Ольга Сакредова - Тариф на любовь
Первый тост был, естественно, за дам. После этого пришла очередь раков. Ася попросила Ваню помочь Катерине, и оба кавалера принялись угощать, перекладывая лакомые кусочки в тарелки Аси и Кати. Федорович к тому же подливал вино в фужеры и поторапливал осушать их. Ася решилась открыть свою маленькую тайну, чтобы придать возлиянию достойный повод.
— У меня есть тост, — негромко сказала она.
Мужчины наскоро вытерли пальцы и, взяв бокалы, устремили взгляды на девушку.
— Неловко, ну да ладно! — Ася тряхнула головой.
— Не стесняйся, Федоровна, — поддержал ее председатель. — Расскажи нам о своих желаниях.
— Обычно говорят, — тоном и взглядом Ася пресекла говорливого Ивана, — как встретишь Новый год, так и проведешь его. Сегодня — мой день, и хочется, чтобы и год прошел так же весело, как сейчас, в этот вечер.

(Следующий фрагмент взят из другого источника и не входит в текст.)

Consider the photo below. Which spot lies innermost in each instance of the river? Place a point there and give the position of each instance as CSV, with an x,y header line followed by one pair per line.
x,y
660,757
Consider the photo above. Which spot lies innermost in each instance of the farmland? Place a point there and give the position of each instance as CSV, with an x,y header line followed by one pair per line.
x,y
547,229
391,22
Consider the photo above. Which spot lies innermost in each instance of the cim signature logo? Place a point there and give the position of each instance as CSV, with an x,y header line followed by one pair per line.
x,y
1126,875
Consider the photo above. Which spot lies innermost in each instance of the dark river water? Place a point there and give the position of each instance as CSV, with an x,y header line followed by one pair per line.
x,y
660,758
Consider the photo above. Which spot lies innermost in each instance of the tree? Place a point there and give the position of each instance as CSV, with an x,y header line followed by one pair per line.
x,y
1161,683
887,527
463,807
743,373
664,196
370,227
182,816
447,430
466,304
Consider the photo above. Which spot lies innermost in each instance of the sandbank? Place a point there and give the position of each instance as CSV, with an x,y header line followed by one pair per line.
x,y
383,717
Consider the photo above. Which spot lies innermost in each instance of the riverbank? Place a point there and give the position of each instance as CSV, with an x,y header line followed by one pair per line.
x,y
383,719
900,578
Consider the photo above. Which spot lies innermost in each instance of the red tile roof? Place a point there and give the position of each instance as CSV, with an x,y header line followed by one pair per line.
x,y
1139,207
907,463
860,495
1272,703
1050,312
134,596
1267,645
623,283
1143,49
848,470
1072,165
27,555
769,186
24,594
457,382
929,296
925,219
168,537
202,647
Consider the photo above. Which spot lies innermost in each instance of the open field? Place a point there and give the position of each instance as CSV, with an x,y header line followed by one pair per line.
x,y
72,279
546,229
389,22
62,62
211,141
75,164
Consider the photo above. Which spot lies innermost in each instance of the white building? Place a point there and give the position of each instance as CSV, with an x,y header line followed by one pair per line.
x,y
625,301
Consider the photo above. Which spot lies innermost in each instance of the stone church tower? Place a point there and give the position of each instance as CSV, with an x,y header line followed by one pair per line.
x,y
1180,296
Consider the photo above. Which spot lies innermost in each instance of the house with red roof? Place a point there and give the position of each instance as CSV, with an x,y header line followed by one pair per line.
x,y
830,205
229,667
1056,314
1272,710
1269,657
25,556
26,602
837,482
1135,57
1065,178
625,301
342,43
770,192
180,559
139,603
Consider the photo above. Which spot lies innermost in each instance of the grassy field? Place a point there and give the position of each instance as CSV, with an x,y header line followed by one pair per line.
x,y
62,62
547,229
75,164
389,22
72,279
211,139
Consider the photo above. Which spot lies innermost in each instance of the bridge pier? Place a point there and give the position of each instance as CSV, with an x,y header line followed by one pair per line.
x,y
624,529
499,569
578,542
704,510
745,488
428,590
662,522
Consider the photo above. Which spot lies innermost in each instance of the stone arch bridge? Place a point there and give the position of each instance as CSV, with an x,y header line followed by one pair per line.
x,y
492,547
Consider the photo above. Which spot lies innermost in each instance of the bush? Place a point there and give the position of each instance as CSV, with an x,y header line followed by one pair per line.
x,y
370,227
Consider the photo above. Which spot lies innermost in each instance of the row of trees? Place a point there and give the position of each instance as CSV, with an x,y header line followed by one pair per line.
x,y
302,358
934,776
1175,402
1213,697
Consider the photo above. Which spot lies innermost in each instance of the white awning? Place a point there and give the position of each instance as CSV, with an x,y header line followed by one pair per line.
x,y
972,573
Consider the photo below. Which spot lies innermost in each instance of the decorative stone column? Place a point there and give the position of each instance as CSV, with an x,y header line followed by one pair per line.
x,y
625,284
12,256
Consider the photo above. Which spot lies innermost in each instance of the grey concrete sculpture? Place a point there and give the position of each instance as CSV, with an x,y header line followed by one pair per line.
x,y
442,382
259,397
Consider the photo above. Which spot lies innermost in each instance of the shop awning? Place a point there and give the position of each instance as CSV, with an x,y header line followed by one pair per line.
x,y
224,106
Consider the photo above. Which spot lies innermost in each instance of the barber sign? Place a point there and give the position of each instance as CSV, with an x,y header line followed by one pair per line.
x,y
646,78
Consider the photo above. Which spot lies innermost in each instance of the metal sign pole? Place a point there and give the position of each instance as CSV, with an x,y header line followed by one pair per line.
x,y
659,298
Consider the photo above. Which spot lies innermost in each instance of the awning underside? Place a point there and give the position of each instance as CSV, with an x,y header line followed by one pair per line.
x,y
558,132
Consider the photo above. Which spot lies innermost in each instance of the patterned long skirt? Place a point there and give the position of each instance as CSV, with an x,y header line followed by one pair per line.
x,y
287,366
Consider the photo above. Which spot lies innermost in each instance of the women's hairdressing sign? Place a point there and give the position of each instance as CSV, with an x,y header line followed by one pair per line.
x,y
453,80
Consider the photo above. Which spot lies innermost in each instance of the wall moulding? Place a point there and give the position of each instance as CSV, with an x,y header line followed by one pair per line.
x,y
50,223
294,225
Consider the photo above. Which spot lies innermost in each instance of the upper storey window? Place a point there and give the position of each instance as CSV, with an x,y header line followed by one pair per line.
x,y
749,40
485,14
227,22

— И что это за день? — спросил Ваня.
Ася одарила его благодарной улыбкой и ответила:
— Мой день рождения.
— Ух ты! Правда, Ася? — воскликнула Катя и так посмотрела на девушку, будто перед ней предстала волшебница.
С грустью Ася вспомнила, как благоговела перед этим днем, когда был жив отец. Позже мать умудрялась испортить любой праздник.
— Что ж ты молчала?! — возмутился Федорович. — Сколько же тебе?
— Ваня! — упрекнул хозяин.
— А! — простодушно отмахнулся Федорович. — Восемнадцать лет можно не скрывать. Из-за вашей городской щепетильности никогда не узнаешь о человеке. О красавице. — Он задержал взгляд на Асе, явно ожидая одобрения своим словам.
— Накинь еще десять лет, — спокойно произнесла Ася, — и попадешь в самую точку.
— Ты меня разыгрываешь! Не верю. Нина шкуру с меня сдерет, если я скажу, что ей тридцать два, — она застопорилась на двадцати.
— Ерунда, — рассмеялась Ася. — Мне дорог каждый год… каждый день, — после запинки продолжила она. — К тому же я уверена, что твоя Нина больше дорожит годами после двадцати. Сколько у вас детей?
— Какая ты мудрая, Асенька. — В притихшем голосе председателя звучало уважительное восхищение. — У нас трое мальчишек, и я уговариваю Нину на четвертого.
— Только уговариваешь? — Ася испугалась собственной смелости. В глазах Ивана Федоровича зажегся чисто мужской интерес.
— Очень ласково уговариваю, — томно затянул он. — И очень настойчиво. Хочешь попробовать?
Ася зарделась, о чем тут же не преминул сообщить Федорович. Она судорожно решала, как воспринять слова председателя — то ли это наглость, то ли деревенская простота. Дома ребята тоже отличались грубой прямолинейностью, и в институте сельская молодежь открыто выражала свои желания. Но это было давно. За десять лет, прожитых в городе, Ася отвыкла от подобных предложений, что облегчало ее жизнь, но не ограждало от душевных переживаний.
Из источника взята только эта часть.